La puntualissima analisi storica delle cause del sottosviluppo della Sardegna, proposta da Marco Zurru, merita di essere letta in tutta la sua lunghezza.
Vi consiglio di fare il copia e incolla su un documento word o di stamparla, perché è più comodo per la sua lettura.
Il documento di Zurru non è pensato per i tempi veloci della rete.
Trovo nell’intervento di Zurru una velata critica alla mia “leggerezza di pensiero” sulla questione del sottosviluppo della Sardegna: “Sia per Tagliagambe che per Bolognesi, gli interessanti ragionamenti si chiudono con un auspicio e una prospettiva di cambiamento degli attuali equilibri. Il primo, nel richiamo alla “sfida posta oggi alla classe politica e ai responsabili del governo dei sistemi sociali dall’esigenza, sempre più sentita, di fare della partecipazione ai processi decisionali e della condivisione degli obiettivi di gestione del territorio, innovazione e di crescita la base di una nuova cultura diffusa, di un nuovo “senso comune” e di un nuovo modello organizzativo, più efficaci e rispondenti alle esigenze ormai indifferibili alle quali occorre far fronte se si vuole evitare di cadere in un declino che si profila sempre più incombente e minaccioso”. Il secondo nella speranza di maggiore benessere nell’isola grazie alla realizzazione del bilinguismo perfetto e dell’autogoverno culturale.”

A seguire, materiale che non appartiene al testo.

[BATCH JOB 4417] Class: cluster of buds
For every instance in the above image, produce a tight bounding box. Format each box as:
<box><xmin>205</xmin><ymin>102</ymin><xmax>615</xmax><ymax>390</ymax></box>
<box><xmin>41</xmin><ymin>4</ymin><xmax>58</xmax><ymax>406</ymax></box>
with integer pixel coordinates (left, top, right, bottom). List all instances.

Quello che penso è naturalmente molto più articolato:Passaggi obbligati
L’autogoverno culturale non sarebbe una ricetta magica, ma semplicemente il punto di partenza obbligato per innescare il lungo processo di costruzione di una società sarda politicamente ed economicamente pluralista.
Zurru stesso riconosce che i motivi del fallimento dello sviluppo attraverso il “libero mercato”, in Sardegna, sono politici e, in senso più ampio, culturali: “il dissolvimento della più preziosa, rara e fondamentale risorsa dei processi di partecipazione collettiva alla costruzione del bene pubblico, la fiducia delle persone, è stato enorme e, purtroppo, ancora se ne pagano le conseguenze. I Patti Territoriali in Sardegna sono stati quasi tutti collusivi, con gli attori economici e politico-amministrativi impegnati a fingere una armonica quanto incolore rete di cooperazione costruttiva utile solo a “portare a casa” il malloppo del Ministero. Insomma, personalmente – non avendo la pretesa di detenere ricette a disposizione – sono convinto che la strada per la costruzione di buone politiche locali di sviluppo sia anche quella descritta da Tagliagambe, anche se uno sguardo agli esiti recenti di pratiche simili non è molto incoraggiante e la strada da compiere per colmare deficit importanti nei diversi tipi di capitale utili a tal fine mi appare incredibilmente lunga.”
Mi sbaglierò, ma mi sembra che l’analisi di Zurru sia inquinata da una fede liberista nella intrinseca capacità del “libero mercato” di autoregolarsi e di generare sviluppo.
Se così fosse, allora le sue stesse conclusioni sul fallimento del “libero mercato” in Sardegna lo contraddirebbero.
Il fatto che in Sardegna una classe politica dipendente abbia impedito l’instaurarsi di quei meccanismi virtuosi del mercato che poi portano allo sviluppo duraturo non è l’eccezione, ma la regola.
Come mostra Why Nations Fail: The Origins of Power, Prosperity … – Amazon.com, è proprio l’esistenza di strutture politiche “inclusive” (pluralismo, stato di diritto, rispetto della proprietà privata, libere elezioni) a permettere l’insorgere di strutture economiche “inclusive” (cioè, in linea di principio, aperte a tutti e che offrono a tutti la possibilità di accrescere il proprio benessere).
Questo libro fa giustizia del dogma liberista sul primato dell’economia: “It’s politics, stupid!”.
Ma ha il grande pregio di non dirtelo mai direttamente: basta seguire la storia economica del mondo e analizzare le diverse economie esistenti.
Zurru ha ragione a dire che “il dissolvimento della più preziosa, rara e fondamentale risorsa dei processi di partecipazione collettiva alla costruzione del bene pubblico, la fiducia delle persone, è stato enorme e, purtroppo, ancora se ne pagano le conseguenze.”
Ecco perché occorre ripartire dalla fondazione di una classe dirigente sarda e non sardignola e dipendente.
Ecco perché occorre rifondare la cultura sarda.
Dobbiamo creare dei meccanismi che selezionino una classe dirigente non-dipendente da eventuali padroni italiani e di cui i Sardi possano fidarsi, perché questa nuova élite sarebbe espressione della loro cultura, del loro essere popolo.
Il percorso è lungo, ma non esistono scorciatoie, solo passaggi obbligati.